不器量だが至って気立てのよい娘の、とても形のいい、誇るに足る、ふくよかな乳房だ。些かあこぎで、弱小な芸能プロダクションから夏の休暇をもらって帰省した彼女は、実家の中庭に戸板で仕切りを作ってもらい、流行の水着を着てそのなかに寝そべり、息をひそめて肌を焼く。そしてしばらくすると、太陽にも気取られぬよう注意しながら水着を外し、私を久しぶりにまほろ町の陽光に晒す。

私は上京前と同様、今でも彼女だけのものだ。彼女はまだ女たらしの手管に掛かっていないし、思いの丈を打ち明けるに足る男にも巡り合っていない。彼女は日焼けを適度に抑える特殊なクリームを私にも塗りつけながら、この春に発表したものの関係者の思惑通りにならなかった新曲を口ずさむ。事務所ではこう言った。チャンスはこの先いくらでもある、と。ついで、こうつけ加えたのだ。私を売り物にすれば大ヒット間違いなしだ、と。その言葉を信じた彼女は、私が売り物としてふさわしい色になるまでこんなところで仰向けになっているつもりらしい。やめるべきだ。
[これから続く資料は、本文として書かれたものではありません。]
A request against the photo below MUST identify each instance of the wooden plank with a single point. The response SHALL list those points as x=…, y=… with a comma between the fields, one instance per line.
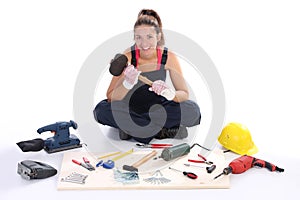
x=104, y=179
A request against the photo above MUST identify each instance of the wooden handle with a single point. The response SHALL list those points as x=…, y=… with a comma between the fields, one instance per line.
x=145, y=159
x=145, y=80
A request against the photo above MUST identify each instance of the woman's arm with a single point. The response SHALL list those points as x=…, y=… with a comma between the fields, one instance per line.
x=181, y=89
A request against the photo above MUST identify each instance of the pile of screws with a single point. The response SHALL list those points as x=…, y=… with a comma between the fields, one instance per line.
x=157, y=178
x=75, y=178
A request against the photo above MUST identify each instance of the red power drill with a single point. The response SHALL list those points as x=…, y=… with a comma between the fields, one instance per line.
x=243, y=163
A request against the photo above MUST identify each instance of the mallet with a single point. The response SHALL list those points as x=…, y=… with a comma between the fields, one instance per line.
x=119, y=63
x=135, y=166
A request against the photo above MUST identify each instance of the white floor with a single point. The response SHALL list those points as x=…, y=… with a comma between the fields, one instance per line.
x=254, y=45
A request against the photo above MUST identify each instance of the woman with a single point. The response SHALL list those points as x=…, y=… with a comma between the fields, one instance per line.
x=145, y=112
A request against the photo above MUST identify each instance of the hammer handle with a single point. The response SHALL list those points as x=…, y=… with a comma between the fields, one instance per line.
x=145, y=80
x=145, y=159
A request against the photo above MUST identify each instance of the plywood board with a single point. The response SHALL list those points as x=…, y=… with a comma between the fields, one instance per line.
x=106, y=179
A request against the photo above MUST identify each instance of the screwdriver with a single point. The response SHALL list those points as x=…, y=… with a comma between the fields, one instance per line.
x=188, y=174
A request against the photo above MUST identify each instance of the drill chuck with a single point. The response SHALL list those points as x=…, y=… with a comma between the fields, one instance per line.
x=227, y=170
x=171, y=153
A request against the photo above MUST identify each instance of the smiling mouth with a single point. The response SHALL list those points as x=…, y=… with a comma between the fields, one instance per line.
x=146, y=48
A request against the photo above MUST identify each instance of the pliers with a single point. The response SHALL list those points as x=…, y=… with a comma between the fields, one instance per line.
x=154, y=146
x=86, y=164
x=201, y=161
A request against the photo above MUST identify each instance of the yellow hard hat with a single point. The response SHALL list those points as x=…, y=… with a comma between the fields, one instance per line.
x=237, y=138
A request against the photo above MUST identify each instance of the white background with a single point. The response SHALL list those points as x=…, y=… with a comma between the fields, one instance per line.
x=255, y=46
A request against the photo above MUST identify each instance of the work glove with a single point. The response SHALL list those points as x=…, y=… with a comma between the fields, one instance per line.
x=161, y=88
x=131, y=77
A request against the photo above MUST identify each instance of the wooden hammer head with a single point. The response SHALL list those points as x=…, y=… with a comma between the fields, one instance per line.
x=118, y=64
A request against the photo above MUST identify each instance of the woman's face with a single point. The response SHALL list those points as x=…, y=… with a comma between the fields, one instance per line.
x=146, y=40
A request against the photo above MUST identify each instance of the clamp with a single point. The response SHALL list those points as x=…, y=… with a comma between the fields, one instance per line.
x=153, y=146
x=86, y=164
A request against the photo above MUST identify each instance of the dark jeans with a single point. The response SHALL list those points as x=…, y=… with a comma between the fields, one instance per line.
x=169, y=114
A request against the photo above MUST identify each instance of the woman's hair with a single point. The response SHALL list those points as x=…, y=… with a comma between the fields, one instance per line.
x=151, y=18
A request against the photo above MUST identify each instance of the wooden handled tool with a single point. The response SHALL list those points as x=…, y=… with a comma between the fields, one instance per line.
x=119, y=63
x=135, y=166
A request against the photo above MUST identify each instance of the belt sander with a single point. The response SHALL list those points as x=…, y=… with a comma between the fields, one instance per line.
x=29, y=169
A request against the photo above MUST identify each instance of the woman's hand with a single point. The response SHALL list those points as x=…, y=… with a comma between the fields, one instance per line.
x=161, y=88
x=131, y=77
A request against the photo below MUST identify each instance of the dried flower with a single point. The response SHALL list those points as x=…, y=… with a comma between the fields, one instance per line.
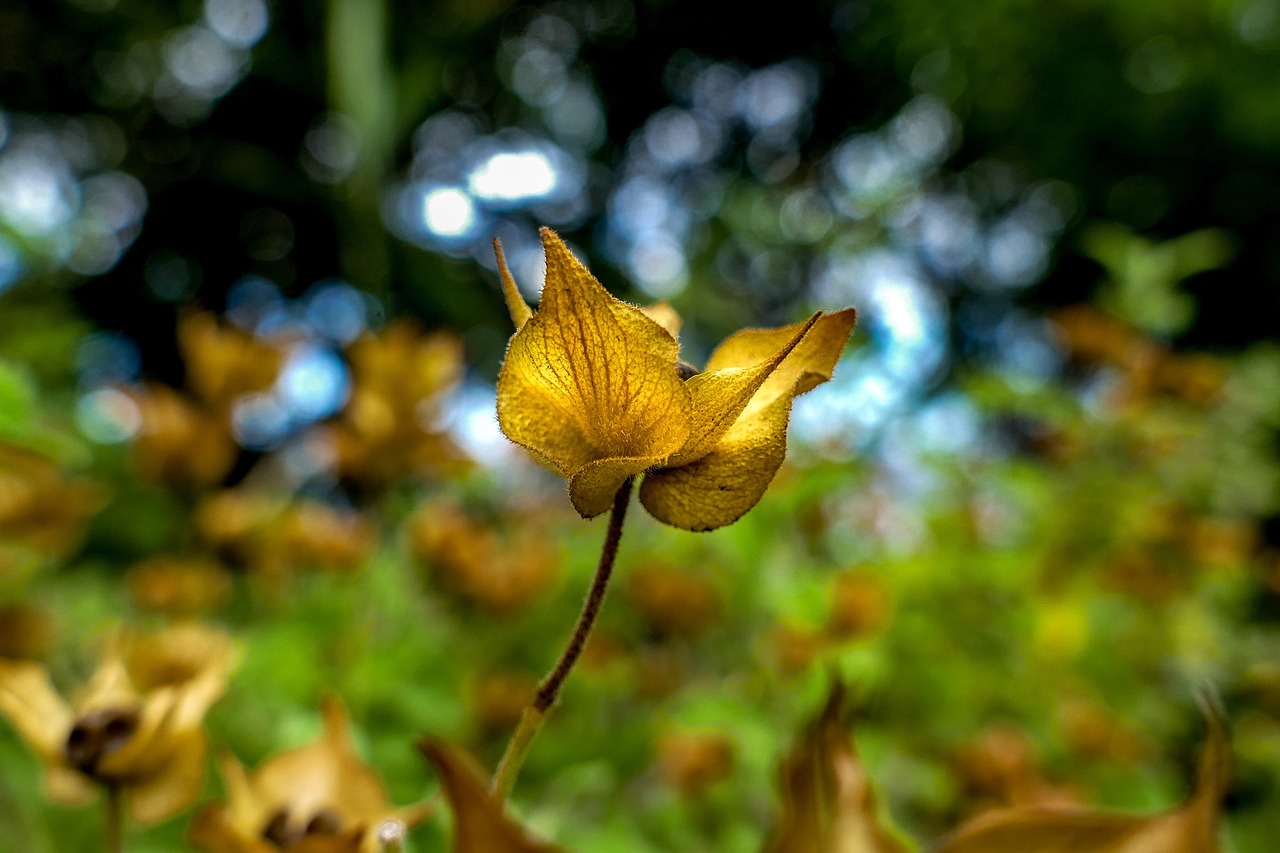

私の上に這いあがってくる蟻を、彼女は肢一本傷めないようにそっとつまんで地面へ戻してやる。応接室では、鬘をつけた役場の職員と彼女のマネージャーがまほろ町での公演について打ち合せをしている。まほろ町の空気を吸った心臓が、私を通して警鐘を乱打している。私は彼女には似合うが、歌にはふさわしくない。